The program is only 2 months old, but already people say the extra cash has changed their lives. Here are a handful of their stories.
Juha Jarvinen
Jarvinen, an entrepreneur and father of six, says he'd been dreaming of getting selected for the experiment after having been unemployed for the past five years. He'd been relying on his wife's salary, in addition to child allowances and unemployment checks, to get by.
"What I will do in future? In next two years? I start new busines as soon as possible. Now I'm free for that," Jarvinen wrote on his Facebook page. "I really feel I have got back my citizenship."
Sini Marttinen
For the last two years, Marttinen, a 34-year-old with a background in social work, has been looking for jobs in her field. She says the additional money eases some of the burden of looking for work, and also gives the jobless a lot of their dignity back.
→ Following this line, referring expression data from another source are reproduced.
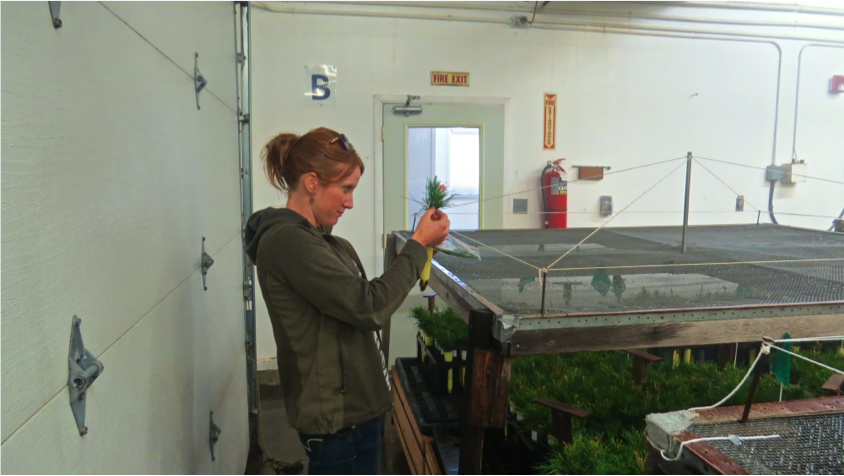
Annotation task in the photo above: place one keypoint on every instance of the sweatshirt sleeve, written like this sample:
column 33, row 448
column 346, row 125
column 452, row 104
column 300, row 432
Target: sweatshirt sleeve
column 310, row 267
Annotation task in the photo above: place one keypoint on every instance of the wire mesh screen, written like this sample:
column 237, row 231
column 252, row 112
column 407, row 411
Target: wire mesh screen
column 641, row 269
column 808, row 444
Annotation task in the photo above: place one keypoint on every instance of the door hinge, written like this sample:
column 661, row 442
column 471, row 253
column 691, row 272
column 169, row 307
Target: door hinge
column 206, row 263
column 213, row 436
column 83, row 369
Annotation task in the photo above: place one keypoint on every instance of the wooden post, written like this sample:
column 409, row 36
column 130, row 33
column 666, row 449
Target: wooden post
column 761, row 368
column 834, row 384
column 389, row 258
column 432, row 302
column 486, row 393
column 544, row 277
column 561, row 416
column 641, row 363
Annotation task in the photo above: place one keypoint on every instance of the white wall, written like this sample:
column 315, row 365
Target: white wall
column 109, row 179
column 624, row 100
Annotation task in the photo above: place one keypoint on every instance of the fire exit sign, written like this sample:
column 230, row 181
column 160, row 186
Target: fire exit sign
column 444, row 78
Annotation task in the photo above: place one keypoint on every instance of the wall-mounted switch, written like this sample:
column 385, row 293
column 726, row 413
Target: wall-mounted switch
column 606, row 206
column 837, row 85
column 520, row 206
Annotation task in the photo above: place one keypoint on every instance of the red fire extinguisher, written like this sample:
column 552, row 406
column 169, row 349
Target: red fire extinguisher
column 555, row 199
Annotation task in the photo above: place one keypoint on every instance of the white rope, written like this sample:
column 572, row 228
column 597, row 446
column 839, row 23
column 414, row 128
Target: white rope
column 737, row 440
column 614, row 217
column 763, row 168
column 810, row 339
column 694, row 265
column 567, row 182
column 767, row 345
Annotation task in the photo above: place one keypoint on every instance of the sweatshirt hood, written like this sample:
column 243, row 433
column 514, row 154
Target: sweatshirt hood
column 261, row 221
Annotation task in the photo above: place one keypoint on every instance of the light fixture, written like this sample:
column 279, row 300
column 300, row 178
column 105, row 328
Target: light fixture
column 407, row 109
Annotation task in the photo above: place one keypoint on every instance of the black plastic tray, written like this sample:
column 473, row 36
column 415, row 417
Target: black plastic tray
column 428, row 409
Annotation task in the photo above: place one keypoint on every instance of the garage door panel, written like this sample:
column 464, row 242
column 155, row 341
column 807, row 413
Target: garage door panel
column 109, row 179
column 211, row 29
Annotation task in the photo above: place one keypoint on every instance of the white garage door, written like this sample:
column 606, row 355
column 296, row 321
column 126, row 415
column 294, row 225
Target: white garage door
column 109, row 179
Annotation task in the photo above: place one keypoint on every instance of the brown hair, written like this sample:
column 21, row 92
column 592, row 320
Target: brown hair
column 287, row 157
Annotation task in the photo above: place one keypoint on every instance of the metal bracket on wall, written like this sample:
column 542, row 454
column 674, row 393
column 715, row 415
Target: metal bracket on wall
column 199, row 80
column 214, row 436
column 207, row 262
column 83, row 369
column 55, row 9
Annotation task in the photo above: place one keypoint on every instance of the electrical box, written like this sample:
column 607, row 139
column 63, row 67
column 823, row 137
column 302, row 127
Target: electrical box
column 606, row 206
column 795, row 173
column 520, row 206
column 837, row 85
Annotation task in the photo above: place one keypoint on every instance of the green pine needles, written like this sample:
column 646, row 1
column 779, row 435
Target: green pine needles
column 611, row 440
column 436, row 195
column 448, row 329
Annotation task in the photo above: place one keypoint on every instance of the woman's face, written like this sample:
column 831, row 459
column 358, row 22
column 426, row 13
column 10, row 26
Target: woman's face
column 332, row 200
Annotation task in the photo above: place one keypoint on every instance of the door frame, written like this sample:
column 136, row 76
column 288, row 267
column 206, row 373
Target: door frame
column 379, row 101
column 481, row 157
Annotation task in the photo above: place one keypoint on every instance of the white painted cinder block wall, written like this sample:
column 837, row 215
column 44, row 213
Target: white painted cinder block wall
column 624, row 100
column 109, row 179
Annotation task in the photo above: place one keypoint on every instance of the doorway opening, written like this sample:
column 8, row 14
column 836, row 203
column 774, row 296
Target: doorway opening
column 453, row 155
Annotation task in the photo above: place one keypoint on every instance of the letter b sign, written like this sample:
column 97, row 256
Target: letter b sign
column 322, row 85
column 319, row 87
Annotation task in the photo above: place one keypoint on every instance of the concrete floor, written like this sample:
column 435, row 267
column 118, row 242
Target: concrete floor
column 281, row 442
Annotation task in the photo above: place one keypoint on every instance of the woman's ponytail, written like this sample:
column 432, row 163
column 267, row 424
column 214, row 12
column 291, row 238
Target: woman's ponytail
column 275, row 155
column 287, row 157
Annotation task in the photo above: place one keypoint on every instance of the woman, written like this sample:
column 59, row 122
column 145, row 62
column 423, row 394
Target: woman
column 323, row 309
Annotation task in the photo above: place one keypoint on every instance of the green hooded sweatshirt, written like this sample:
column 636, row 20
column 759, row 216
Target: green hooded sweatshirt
column 324, row 314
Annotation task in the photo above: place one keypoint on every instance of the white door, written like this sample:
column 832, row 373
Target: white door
column 461, row 144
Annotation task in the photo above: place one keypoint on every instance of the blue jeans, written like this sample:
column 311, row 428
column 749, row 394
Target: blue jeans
column 355, row 450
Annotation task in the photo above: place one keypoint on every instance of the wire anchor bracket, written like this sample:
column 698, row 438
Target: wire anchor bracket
column 199, row 80
column 55, row 12
column 207, row 262
column 213, row 436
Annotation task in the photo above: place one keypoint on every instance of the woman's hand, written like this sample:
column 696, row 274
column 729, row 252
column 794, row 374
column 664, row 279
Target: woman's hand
column 432, row 229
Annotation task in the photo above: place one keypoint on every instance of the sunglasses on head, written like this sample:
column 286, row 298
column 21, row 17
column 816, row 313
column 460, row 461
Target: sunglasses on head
column 344, row 141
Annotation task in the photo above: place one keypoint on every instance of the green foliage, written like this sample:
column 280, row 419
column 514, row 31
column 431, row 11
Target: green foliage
column 444, row 325
column 594, row 454
column 436, row 195
column 611, row 439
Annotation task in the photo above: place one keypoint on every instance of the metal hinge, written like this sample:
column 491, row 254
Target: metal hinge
column 199, row 80
column 207, row 262
column 83, row 369
column 214, row 436
column 55, row 9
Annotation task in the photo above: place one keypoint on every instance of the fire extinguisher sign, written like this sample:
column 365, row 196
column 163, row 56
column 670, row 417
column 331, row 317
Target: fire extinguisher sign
column 549, row 139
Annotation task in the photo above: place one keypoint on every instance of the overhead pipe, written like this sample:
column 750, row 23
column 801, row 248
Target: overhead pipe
column 628, row 29
column 574, row 25
column 794, row 138
column 566, row 12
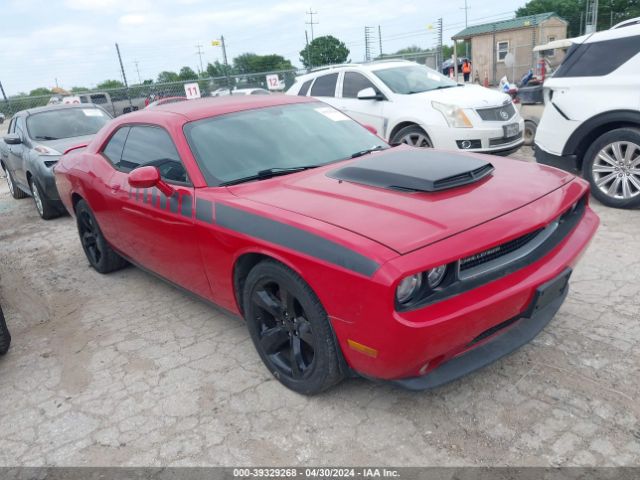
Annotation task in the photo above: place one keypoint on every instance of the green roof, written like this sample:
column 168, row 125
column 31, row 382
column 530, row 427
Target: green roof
column 512, row 24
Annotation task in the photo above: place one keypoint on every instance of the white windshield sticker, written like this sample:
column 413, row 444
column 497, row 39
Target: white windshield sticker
column 332, row 114
column 92, row 112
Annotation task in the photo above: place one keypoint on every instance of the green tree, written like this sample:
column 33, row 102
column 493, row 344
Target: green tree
column 167, row 77
column 110, row 84
column 187, row 73
column 40, row 91
column 325, row 50
column 570, row 10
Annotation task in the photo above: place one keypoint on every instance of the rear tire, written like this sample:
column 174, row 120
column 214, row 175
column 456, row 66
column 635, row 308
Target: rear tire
column 612, row 167
column 412, row 135
column 98, row 251
column 45, row 207
column 5, row 337
column 290, row 329
column 13, row 188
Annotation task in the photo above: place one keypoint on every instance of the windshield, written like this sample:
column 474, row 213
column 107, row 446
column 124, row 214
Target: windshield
column 243, row 144
column 66, row 123
column 413, row 79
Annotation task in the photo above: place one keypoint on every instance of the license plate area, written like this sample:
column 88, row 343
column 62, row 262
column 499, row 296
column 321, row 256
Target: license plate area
column 510, row 130
column 548, row 292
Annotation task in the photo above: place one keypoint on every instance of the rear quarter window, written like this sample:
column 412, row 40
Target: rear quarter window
column 598, row 58
column 325, row 86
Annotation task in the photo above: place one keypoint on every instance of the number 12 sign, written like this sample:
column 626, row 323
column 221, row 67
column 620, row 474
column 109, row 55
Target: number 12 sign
column 273, row 82
column 192, row 90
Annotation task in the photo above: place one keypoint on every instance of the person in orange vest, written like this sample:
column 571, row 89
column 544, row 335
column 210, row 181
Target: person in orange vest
column 466, row 70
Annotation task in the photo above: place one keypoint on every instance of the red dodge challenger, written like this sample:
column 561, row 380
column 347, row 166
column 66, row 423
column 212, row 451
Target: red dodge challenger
column 344, row 255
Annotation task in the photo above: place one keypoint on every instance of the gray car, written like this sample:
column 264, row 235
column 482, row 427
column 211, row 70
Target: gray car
column 34, row 143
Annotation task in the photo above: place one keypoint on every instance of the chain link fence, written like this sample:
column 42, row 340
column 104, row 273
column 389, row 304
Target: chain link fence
column 123, row 100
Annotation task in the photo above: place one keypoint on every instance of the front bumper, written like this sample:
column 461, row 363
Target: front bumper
column 490, row 135
column 514, row 334
column 568, row 163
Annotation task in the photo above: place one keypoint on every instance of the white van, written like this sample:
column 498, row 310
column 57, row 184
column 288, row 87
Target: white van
column 591, row 120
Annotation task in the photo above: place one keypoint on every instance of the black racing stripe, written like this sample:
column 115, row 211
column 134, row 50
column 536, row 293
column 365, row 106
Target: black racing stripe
column 173, row 202
column 204, row 210
column 294, row 238
column 186, row 208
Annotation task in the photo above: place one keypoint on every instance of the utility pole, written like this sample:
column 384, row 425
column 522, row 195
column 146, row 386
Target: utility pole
column 3, row 94
column 466, row 24
column 226, row 63
column 367, row 43
column 440, row 52
column 199, row 53
column 124, row 77
column 311, row 13
column 138, row 70
column 309, row 65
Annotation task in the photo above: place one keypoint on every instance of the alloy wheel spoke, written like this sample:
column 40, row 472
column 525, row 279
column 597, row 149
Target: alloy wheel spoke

"I've been thinking a lot of what separates me from another human," she told HS, Finland's largest newspaper, adding that any success or failure she experiences could easily happen to someone else.
Mika Ruusunen
A dad to two kids, Ruusunen worked as a baker until a couple years ago. He had actually started work in the IT sector when he got the letter saying he'd been selected for the basic income experiment, the Guardian reports.
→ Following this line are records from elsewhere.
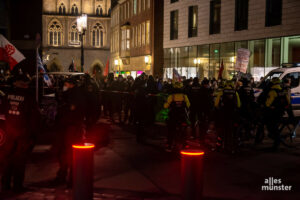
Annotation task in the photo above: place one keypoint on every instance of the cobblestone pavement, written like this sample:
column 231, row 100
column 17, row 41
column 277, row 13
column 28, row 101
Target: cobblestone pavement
column 66, row 194
column 129, row 171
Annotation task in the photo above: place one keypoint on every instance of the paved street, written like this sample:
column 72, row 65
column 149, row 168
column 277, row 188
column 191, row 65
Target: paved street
column 127, row 170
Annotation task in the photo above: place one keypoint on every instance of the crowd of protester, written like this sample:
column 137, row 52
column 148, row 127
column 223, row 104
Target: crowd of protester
column 82, row 100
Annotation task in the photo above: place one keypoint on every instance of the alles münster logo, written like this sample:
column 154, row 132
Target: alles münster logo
column 273, row 184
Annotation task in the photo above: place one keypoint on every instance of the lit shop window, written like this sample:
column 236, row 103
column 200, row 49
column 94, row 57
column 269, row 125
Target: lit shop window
column 97, row 35
column 62, row 9
column 55, row 34
column 74, row 36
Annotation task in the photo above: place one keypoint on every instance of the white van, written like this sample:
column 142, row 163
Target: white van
column 291, row 71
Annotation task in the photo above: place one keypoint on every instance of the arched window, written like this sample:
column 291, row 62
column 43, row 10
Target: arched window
column 74, row 10
column 55, row 34
column 97, row 35
column 62, row 9
column 99, row 11
column 74, row 36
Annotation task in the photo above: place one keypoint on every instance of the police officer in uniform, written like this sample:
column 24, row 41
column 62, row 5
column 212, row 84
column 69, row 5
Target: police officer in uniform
column 246, row 94
column 276, row 104
column 177, row 103
column 21, row 114
column 71, row 126
column 227, row 103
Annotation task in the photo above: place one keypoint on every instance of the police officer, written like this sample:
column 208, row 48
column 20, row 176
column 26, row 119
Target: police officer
column 71, row 125
column 227, row 102
column 276, row 104
column 177, row 103
column 194, row 97
column 246, row 94
column 21, row 115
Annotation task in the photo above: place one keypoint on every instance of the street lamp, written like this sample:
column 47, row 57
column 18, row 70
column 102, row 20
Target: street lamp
column 82, row 26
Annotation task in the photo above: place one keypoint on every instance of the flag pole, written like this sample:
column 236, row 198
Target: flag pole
column 37, row 80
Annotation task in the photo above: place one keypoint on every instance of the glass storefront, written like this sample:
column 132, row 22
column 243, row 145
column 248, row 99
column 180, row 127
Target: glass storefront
column 206, row 60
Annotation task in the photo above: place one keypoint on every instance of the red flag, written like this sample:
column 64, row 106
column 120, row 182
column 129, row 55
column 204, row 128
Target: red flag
column 221, row 70
column 106, row 68
column 9, row 53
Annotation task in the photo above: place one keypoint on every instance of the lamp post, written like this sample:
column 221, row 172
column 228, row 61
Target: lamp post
column 82, row 26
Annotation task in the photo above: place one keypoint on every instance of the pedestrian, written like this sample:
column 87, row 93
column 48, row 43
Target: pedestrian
column 71, row 128
column 276, row 104
column 21, row 113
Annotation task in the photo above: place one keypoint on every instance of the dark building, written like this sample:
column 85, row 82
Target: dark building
column 20, row 21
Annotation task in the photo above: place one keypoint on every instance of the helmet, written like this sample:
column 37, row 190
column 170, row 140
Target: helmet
column 229, row 84
column 177, row 85
column 275, row 81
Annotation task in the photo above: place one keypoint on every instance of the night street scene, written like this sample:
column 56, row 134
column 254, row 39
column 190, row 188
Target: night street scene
column 149, row 99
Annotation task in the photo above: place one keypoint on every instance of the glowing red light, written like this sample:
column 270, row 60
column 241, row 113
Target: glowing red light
column 84, row 146
column 192, row 153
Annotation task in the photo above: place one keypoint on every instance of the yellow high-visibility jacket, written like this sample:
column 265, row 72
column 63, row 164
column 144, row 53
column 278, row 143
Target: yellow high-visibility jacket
column 177, row 97
column 220, row 94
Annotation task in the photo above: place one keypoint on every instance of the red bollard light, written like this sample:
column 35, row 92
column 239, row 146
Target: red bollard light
column 192, row 174
column 83, row 171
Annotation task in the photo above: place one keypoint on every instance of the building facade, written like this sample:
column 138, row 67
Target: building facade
column 61, row 39
column 201, row 35
column 136, row 37
column 21, row 29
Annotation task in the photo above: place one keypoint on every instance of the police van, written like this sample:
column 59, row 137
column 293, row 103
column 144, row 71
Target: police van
column 287, row 71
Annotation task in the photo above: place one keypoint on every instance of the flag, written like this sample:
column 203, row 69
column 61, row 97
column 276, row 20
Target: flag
column 72, row 66
column 42, row 69
column 221, row 70
column 176, row 75
column 9, row 53
column 106, row 68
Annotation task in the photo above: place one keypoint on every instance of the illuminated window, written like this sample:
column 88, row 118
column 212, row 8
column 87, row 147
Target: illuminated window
column 74, row 36
column 97, row 35
column 74, row 10
column 134, row 6
column 139, row 35
column 148, row 32
column 55, row 34
column 99, row 11
column 132, row 41
column 62, row 9
column 143, row 34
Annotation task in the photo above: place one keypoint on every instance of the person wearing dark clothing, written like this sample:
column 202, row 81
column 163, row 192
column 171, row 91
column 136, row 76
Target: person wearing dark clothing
column 71, row 123
column 107, row 96
column 140, row 103
column 247, row 98
column 194, row 97
column 276, row 104
column 117, row 88
column 21, row 113
column 151, row 90
column 228, row 104
column 92, row 95
column 128, row 100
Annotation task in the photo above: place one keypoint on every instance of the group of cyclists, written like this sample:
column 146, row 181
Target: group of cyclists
column 230, row 105
column 237, row 114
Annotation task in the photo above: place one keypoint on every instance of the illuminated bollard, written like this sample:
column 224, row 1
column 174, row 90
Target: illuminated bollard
column 83, row 171
column 192, row 174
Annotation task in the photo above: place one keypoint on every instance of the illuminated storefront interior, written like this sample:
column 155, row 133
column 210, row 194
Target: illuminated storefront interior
column 205, row 60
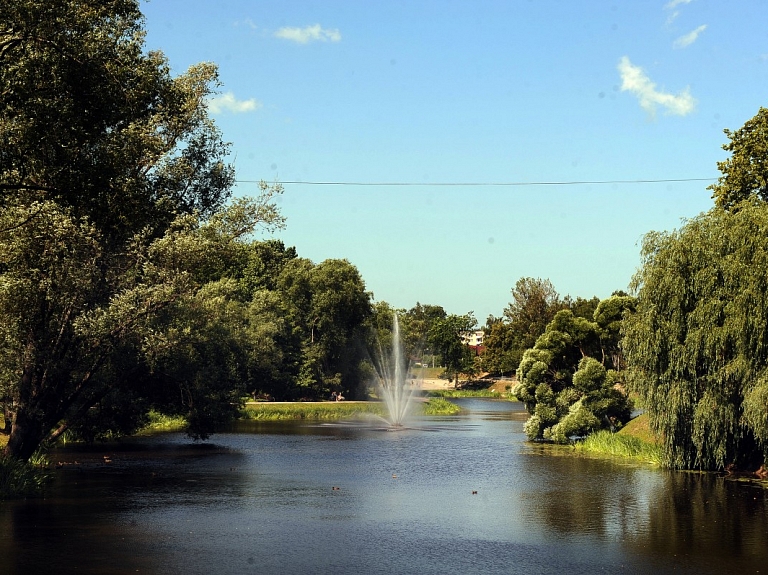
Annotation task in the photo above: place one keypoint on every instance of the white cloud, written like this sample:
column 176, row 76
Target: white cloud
column 673, row 17
column 689, row 38
column 248, row 23
column 228, row 103
column 634, row 80
column 675, row 3
column 307, row 34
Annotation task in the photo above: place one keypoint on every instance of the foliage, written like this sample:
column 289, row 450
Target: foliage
column 114, row 182
column 534, row 303
column 500, row 349
column 268, row 411
column 605, row 442
column 21, row 478
column 415, row 327
column 464, row 393
column 745, row 172
column 567, row 392
column 697, row 347
column 445, row 336
column 328, row 307
column 440, row 406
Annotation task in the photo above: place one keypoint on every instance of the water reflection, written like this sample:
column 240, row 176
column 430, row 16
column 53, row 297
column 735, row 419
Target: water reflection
column 470, row 496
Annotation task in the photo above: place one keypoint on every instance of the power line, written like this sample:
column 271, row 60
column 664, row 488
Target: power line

The money is a bonus on top of his additional income - true to the spirit of basic income - but he says it could be life-saving for people (like Juha Jarvinen) who want to put on their entrepreneur hat.
"If someone wants to start their own business, you don't get unemployment benefits even if you don't have any income for six months," he told the Guardian. The added money, he suggests, gives people room to take risks.
Mari Saarenpää
Mari Saarenpää lives about 300 miles north of Ruusunen. She's in her mid-twenties. Saarenpää and her husband had their son Veeti when she was 19 years old, and so she was forced to quickly find work. In October of 2016, her retail summer job came to end.
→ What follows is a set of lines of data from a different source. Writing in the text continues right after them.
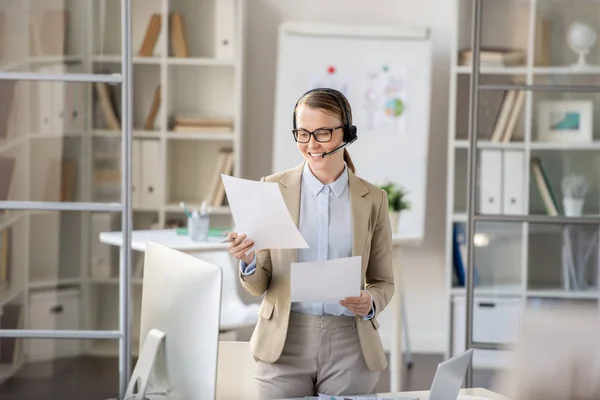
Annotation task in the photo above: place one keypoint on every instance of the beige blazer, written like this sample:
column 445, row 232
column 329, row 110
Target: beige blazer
column 372, row 240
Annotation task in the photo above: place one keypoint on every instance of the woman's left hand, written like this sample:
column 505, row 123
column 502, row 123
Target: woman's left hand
column 360, row 305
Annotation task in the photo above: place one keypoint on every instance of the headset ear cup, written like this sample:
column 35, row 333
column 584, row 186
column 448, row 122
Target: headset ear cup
column 352, row 132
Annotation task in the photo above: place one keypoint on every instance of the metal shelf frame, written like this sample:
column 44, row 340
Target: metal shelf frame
column 472, row 217
column 124, row 207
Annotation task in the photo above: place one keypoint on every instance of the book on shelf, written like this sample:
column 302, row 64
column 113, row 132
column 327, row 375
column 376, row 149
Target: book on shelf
column 6, row 241
column 151, row 36
column 7, row 93
column 108, row 105
column 179, row 44
column 10, row 347
column 177, row 36
column 199, row 123
column 508, row 115
column 7, row 169
column 543, row 185
column 223, row 165
column 154, row 107
column 493, row 57
column 48, row 32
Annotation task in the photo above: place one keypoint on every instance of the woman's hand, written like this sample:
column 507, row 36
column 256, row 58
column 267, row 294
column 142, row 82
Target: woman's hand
column 239, row 246
column 361, row 305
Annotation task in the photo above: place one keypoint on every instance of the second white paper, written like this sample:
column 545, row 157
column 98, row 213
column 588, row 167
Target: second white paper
column 259, row 211
column 326, row 281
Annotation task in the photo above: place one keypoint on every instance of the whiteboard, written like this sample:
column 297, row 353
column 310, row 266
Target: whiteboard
column 385, row 72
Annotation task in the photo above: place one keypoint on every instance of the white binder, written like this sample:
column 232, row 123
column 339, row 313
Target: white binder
column 513, row 182
column 224, row 29
column 151, row 174
column 136, row 173
column 490, row 182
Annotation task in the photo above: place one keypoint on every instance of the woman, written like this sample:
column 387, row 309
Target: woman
column 303, row 349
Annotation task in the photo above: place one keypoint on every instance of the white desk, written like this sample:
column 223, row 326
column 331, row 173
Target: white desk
column 464, row 394
column 235, row 314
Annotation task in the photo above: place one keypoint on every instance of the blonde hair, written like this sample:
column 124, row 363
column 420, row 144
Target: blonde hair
column 325, row 101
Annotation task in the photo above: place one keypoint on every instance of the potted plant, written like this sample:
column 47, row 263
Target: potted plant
column 574, row 188
column 397, row 202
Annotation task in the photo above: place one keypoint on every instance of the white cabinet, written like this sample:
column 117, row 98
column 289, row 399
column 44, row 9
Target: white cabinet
column 495, row 320
column 54, row 310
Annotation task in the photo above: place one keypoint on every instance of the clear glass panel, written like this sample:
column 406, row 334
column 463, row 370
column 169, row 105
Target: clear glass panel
column 105, row 316
column 501, row 116
column 36, row 33
column 194, row 33
column 194, row 169
column 504, row 36
column 563, row 33
column 460, row 181
column 54, row 369
column 563, row 261
column 47, row 258
column 497, row 287
column 45, row 140
column 147, row 99
column 207, row 115
column 497, row 260
column 565, row 182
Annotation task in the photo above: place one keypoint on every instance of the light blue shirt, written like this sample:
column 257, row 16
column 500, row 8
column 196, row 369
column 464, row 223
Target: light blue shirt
column 326, row 224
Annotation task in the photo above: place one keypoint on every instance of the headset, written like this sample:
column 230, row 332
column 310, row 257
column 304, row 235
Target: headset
column 350, row 131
Though the money is certainly welcome, she says a job would still make life more interesting.
"[It's] a little lonely here ... still the mornings, when the house is empty," she told HS. "Work would be wonderful to get back."
Rosa Kultalahti-Singh
A new mom, Kultalahti-Singh told MTV toward the end of January that the new money will allow her to find more substantial work. (Like Mika Ruusunen, she, too, had found temporary work before receiving the letter in December.) She says the extra money will be a nice comfort if her pay remains low.
She said she hopes the system expands to include employed people as well.
"I hope that this will change the lives of so that if I work full time," she told MTV, "then we may be able to live otherwise than in such a way that it all goes from hand to mouth."